In a stage two hearing, Mr Konstantinidis was reprimanded, find $8,000 and ordered, at his own expense, to complete Law Society-approved courses in trust accounting and legal ethics.
In determining that a reprimand was an appropriate penalty, the NSW Civil and Administrative Tribunal held: “We do not believe that a more serious sanction is warranted in the circumstances, but we also do not accept the bare finding of professional misconduct to be sufficient. We consider a reprimand to be appropriate because it denotes not only a significant admonition of the solicitor’s conduct personally, but it also promotes the integrity of the profession generally.”
The fine of $8,000, also handed down, was determined by the tribunal to be “appropriate” and payable within 60 days.
With regard to the education order, the tribunal said: “We are not persuaded by the submission that the solicitor would not gain any benefit from the proposed course.
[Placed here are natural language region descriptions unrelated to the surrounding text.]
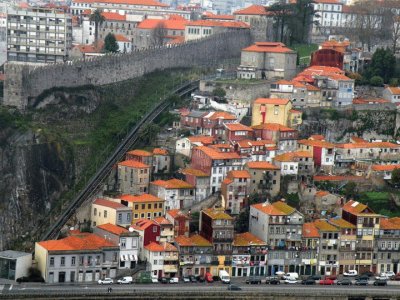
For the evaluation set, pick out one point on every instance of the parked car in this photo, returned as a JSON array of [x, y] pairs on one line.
[[326, 281], [380, 282], [174, 280], [253, 280], [308, 281], [125, 280], [350, 273], [290, 281], [362, 282], [344, 281], [234, 287], [272, 280], [291, 275], [105, 281]]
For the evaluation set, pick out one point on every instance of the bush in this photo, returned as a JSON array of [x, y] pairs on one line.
[[376, 81]]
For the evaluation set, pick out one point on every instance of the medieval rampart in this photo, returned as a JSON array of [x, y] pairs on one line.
[[26, 82]]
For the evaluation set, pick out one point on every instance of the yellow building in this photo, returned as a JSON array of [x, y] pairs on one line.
[[274, 110], [145, 206]]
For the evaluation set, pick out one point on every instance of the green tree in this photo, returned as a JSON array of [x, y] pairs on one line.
[[98, 19], [383, 64], [376, 81], [396, 176], [110, 43]]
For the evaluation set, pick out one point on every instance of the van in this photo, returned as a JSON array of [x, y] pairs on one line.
[[224, 276], [208, 277], [294, 276]]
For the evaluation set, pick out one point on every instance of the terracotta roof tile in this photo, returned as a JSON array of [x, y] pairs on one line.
[[133, 164], [173, 184], [114, 229], [274, 101], [263, 165], [79, 242], [140, 198], [247, 239]]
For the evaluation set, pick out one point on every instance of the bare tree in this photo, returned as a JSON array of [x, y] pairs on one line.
[[159, 34]]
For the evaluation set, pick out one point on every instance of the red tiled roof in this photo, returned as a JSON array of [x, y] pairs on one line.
[[79, 242], [133, 164], [274, 101], [264, 165], [252, 10], [173, 184], [214, 23], [140, 198], [109, 16], [134, 2], [270, 47], [117, 230], [169, 24], [380, 168], [108, 203]]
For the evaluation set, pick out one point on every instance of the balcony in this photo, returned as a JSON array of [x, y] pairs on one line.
[[170, 268]]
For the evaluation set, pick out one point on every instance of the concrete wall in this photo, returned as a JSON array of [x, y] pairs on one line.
[[24, 83]]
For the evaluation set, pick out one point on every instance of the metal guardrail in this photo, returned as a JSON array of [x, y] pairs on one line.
[[131, 138]]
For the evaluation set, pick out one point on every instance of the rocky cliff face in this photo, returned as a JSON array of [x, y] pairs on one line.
[[34, 170]]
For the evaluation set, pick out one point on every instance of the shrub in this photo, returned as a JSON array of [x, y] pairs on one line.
[[376, 81]]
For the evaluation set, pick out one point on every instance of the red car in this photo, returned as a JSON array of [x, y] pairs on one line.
[[326, 281]]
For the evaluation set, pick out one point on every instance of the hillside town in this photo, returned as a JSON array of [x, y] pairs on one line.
[[242, 183]]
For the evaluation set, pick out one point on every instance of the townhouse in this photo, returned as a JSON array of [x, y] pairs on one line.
[[105, 211], [267, 60], [265, 178], [161, 259], [176, 193], [215, 163], [284, 137], [274, 110], [235, 190], [249, 255], [128, 243], [133, 177], [216, 226], [280, 226], [145, 206], [367, 224], [195, 255], [80, 257]]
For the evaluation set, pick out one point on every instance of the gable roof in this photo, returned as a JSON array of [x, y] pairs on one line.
[[114, 229], [269, 47], [78, 242], [274, 101]]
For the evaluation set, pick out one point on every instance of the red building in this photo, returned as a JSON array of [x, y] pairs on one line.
[[237, 132], [328, 58]]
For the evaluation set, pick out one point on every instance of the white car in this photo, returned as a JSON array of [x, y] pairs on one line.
[[350, 273], [105, 281], [125, 280], [290, 281]]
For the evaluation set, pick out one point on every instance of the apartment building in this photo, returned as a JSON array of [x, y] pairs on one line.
[[38, 35]]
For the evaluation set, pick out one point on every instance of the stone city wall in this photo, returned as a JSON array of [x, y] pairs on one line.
[[25, 82]]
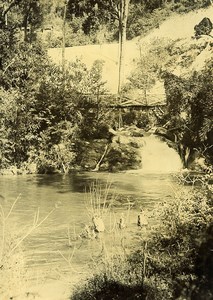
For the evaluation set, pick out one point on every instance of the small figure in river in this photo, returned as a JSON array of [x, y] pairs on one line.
[[121, 223], [142, 219], [98, 223], [88, 233]]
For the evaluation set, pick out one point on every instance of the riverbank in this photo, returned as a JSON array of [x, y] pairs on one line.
[[173, 262]]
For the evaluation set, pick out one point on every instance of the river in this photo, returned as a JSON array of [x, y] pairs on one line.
[[54, 249]]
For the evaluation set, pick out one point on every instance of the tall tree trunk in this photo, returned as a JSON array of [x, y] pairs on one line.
[[63, 37], [123, 16]]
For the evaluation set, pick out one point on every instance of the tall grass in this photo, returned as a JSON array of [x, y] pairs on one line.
[[14, 276], [172, 262]]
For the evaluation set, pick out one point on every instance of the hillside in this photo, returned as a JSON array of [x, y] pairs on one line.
[[178, 28]]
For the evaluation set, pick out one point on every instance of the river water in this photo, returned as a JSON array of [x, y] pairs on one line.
[[54, 248]]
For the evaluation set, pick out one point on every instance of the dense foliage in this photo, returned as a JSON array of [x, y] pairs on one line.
[[44, 110], [190, 103]]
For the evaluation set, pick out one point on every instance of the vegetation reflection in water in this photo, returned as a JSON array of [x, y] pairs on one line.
[[54, 243]]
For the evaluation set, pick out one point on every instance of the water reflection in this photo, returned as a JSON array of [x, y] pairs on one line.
[[64, 195]]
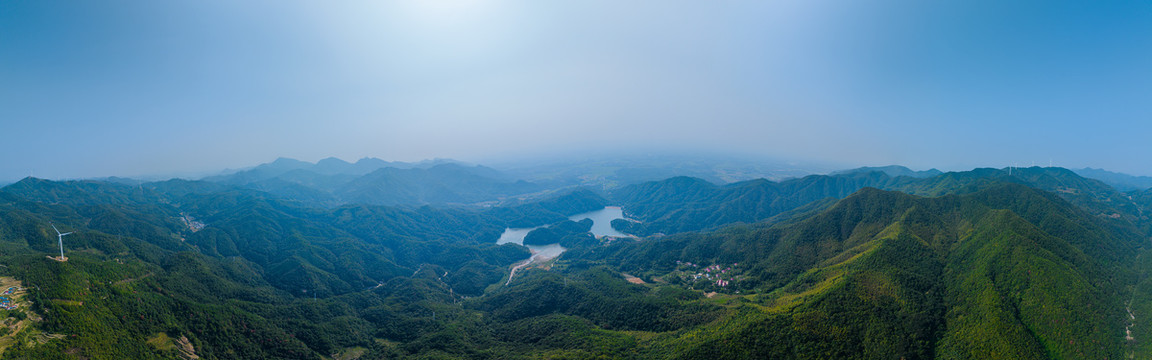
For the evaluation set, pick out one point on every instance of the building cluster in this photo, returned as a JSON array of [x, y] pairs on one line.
[[6, 302], [720, 275]]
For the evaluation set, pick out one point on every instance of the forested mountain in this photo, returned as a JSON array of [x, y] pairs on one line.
[[681, 204], [1038, 263]]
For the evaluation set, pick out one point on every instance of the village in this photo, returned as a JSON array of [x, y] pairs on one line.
[[714, 277]]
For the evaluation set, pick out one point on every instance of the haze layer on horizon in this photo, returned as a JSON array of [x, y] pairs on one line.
[[128, 88]]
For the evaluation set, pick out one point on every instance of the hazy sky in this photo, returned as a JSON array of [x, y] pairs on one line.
[[128, 88]]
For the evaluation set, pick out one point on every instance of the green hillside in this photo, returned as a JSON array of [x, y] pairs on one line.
[[987, 267]]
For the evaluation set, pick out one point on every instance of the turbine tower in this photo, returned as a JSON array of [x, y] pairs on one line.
[[61, 239]]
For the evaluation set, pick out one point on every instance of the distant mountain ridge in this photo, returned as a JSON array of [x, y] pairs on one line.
[[681, 204], [1121, 181], [892, 171], [332, 181]]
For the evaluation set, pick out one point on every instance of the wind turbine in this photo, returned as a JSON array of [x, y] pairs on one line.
[[61, 239]]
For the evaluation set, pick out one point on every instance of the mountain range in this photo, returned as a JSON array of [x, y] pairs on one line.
[[333, 260]]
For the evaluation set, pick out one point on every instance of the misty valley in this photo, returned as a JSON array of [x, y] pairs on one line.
[[444, 260]]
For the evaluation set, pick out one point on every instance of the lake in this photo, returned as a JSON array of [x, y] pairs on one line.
[[601, 226], [601, 220]]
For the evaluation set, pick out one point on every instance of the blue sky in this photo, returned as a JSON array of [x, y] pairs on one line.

He has not provided any evidence to support this proposition, for example, that he has recently undertaken a similar course. It is also an annual requirement for each member of the profession to complete a course in ethics and professional responsibility.”
“The solicitor has also not provided any evidence that he has developed any insight into our findings in relation to grounds 1 and 2 and what he would do differently if similar circumstances were to arise in the future,” it continued.